Pioneering treatment that could keep myeloma at bay for five years approved
Thousands of myeloma patients across the UK could get a new lease of life thanks to a ground-breaking treatment shown to offer remissions of five years.
The treatment combines three drugs – daratumumab (Darzalex®), lenalidomide (Revlimid®) and dexamethasone (DRD) – and is aimed at newly-diagnosed myeloma patients who are not eligible for a stem cell transplant.
Nearly 4,000 myeloma patients each year are expected to benefit from this new life-extending treatment on the NHS.
Shelagh McKinlay, Director of Research and Advocacy at blood cancer charity Myeloma UK, said: “DRD is a game changer that will make a tremendous difference to patients’ quality of life, and finally help to close the gap in survival between people who are eligible for a stem cell transplant and those who are not.
“Not only has DRD been shown to nearly double current remission times, but it gets myeloma under control faster.
“Approximately two-thirds of newly-diagnosed myeloma patients are not eligible for a transplant, and now, at long last, they’ll be able to benefit from a life-extending treatment that could give them five precious years with their loved ones.
“We will continue to campaign to make sure that people living with myeloma get access to the latest, most effective treatments when they need them. And we are committed to working with NICE, NHS England and other key partners towards this goal.
“Until we find a cure, it is vital that all myeloma patients are allowed to live a full life for as long as possible.”
Until now, the most common treatment for newly-diagnosed patients ineligible for a transplant has consisted of dexamethasone and lenalidomide. But patients’ average remission following treatment was just three years.
Clinical trials showed that adding daratumumab to the mix and offering DRD to these patients as soon as they were diagnosed increased their remission time by a further two years, keeping their myeloma at bay for a total of five years on average.

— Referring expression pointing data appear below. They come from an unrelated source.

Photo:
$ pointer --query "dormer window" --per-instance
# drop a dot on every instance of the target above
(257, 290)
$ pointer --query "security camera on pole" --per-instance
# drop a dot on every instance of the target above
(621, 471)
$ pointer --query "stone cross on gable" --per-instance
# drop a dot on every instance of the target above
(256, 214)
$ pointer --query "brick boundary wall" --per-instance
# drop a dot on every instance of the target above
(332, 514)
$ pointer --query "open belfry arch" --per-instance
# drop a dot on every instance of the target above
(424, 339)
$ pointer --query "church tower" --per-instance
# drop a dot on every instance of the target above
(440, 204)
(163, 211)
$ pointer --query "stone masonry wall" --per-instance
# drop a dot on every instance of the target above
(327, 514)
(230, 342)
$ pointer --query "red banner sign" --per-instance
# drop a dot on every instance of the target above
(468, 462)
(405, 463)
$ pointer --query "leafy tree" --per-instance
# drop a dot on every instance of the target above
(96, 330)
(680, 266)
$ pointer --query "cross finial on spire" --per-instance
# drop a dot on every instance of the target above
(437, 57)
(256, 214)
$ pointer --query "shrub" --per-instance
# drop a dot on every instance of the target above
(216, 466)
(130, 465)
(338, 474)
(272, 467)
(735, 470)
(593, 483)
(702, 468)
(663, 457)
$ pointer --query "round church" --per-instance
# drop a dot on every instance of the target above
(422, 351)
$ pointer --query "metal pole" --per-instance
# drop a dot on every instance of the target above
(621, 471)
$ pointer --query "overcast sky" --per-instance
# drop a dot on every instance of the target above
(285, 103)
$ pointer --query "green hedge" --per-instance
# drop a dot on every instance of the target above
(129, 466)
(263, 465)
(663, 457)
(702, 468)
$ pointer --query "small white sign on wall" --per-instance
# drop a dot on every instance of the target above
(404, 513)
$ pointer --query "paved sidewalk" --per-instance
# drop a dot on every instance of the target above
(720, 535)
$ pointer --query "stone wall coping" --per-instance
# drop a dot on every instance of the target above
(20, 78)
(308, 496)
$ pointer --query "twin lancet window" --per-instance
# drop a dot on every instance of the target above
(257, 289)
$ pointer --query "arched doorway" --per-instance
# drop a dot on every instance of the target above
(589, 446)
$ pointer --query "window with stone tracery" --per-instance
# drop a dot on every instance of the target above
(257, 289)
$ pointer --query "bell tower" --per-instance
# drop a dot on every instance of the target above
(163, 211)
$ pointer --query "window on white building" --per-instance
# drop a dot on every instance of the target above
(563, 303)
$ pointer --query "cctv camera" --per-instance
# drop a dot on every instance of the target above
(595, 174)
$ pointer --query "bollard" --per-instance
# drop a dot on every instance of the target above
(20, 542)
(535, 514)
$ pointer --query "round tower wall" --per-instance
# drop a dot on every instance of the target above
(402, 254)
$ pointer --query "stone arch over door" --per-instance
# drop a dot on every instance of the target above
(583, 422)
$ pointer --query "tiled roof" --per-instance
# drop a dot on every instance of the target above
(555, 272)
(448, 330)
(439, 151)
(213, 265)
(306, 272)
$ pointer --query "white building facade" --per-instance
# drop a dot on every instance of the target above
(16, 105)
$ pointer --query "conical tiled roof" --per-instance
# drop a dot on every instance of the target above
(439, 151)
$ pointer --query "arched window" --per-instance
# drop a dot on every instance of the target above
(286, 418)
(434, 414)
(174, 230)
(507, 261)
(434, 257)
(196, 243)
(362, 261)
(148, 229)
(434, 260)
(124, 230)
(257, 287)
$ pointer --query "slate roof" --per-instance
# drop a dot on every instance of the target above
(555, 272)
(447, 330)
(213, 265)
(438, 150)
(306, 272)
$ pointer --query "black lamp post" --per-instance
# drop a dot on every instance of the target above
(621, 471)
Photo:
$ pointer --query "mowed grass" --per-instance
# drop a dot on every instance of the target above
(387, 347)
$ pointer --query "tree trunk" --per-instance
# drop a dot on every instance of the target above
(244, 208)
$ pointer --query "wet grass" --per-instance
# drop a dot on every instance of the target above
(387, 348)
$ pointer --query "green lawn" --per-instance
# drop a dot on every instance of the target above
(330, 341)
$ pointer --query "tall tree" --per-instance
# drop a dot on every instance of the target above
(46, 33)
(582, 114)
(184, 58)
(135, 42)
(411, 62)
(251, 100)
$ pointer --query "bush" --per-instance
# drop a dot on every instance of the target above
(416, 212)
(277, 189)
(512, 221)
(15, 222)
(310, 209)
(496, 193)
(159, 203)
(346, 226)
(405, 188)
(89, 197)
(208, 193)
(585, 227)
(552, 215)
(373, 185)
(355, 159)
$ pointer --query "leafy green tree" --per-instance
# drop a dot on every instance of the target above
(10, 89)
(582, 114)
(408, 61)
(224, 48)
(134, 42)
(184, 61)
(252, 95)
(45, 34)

Daratumumab has proven to be a real step change for myeloma treatment. Over the past few years, the drug has been introduced earlier and earlier in patients’ treatment pathways with promising results.
Daratumumab has been available for newly-diagnosed patients eligible for a stem cell transplant across the UK since December 2021. But, until now, newly-diagnosed patients ineligible for a transplant had to wait until their myeloma had returned to be allowed access to daratumumab.
Prof Graham Jackson, Chief Clinical and Scientific Officer at Myeloma UK, said: “This is fantastic news for patients across the UK. DRD has proven through the MAIA clinical trial to be a more effective anti-myeloma therapy for older, newly-diagnosed patients who are not eligible for a transplant. It represents an important step forward in improving outcomes for older patients.”
What does this mean for patients?
The decision means that all patients in the UK can now access daratumumab at diagnosis.
DRD is one of the most effective treatments for newly diagnosed patients who are older, frailer, and unsuitable for stem cell transplantation.
The MAIA clinical trial showed that DRD not only increased the speed and depth of response but also extended remission times and life expectancy for myeloma patients when compared to the current treatment option, lenalidomide and dexamethasone (RD).
What is daratumumab?
Daratumumab (Darzalex®) belongs to a group of drugs known as monoclonal antibodies. It works innovatively by harnessing the body’s immune system.
Daratumumab is a synthetic antibody designed to target myeloma cells by detecting a protein commonly found on the surface of myeloma cells called CD38. When daratumumab finds and attaches to CD38, it makes the myeloma cell more visible to the immune system. It helps the patient’s immune system locate and kill myeloma cells.
Daratumumab was the first monoclonal antibody used to treat myeloma and has been available through the NHS in England and Wales since 2018 and in Scotland since 2017. However, it was not approved for use in treating older, frailer myeloma patients at the time of diagnosis – until now.
The National Institute of Healthcare Excellence (NICE) and Scottish Medicines Consortium initially approved daratumumab as a standalone treatment for patients whose myeloma had returned for the third time.
In 2019, NICE and the SMC approved daratumumab in combination with bortezomib and dexamethasone as a treatment for patients whose myeloma has come back once.
In 2021, NICE and the SMC approved daratumumab in combination with bortezomib, thalidomide and dexamethasone as a treatment for newly-diagnosed myeloma patients who were fit enough for a stem cell transplant.
What about patients in Northern Ireland?
In Northern Ireland, the Department for Health decides which treatments to fund. They usually follow the recommendations made by NICE or the SMC.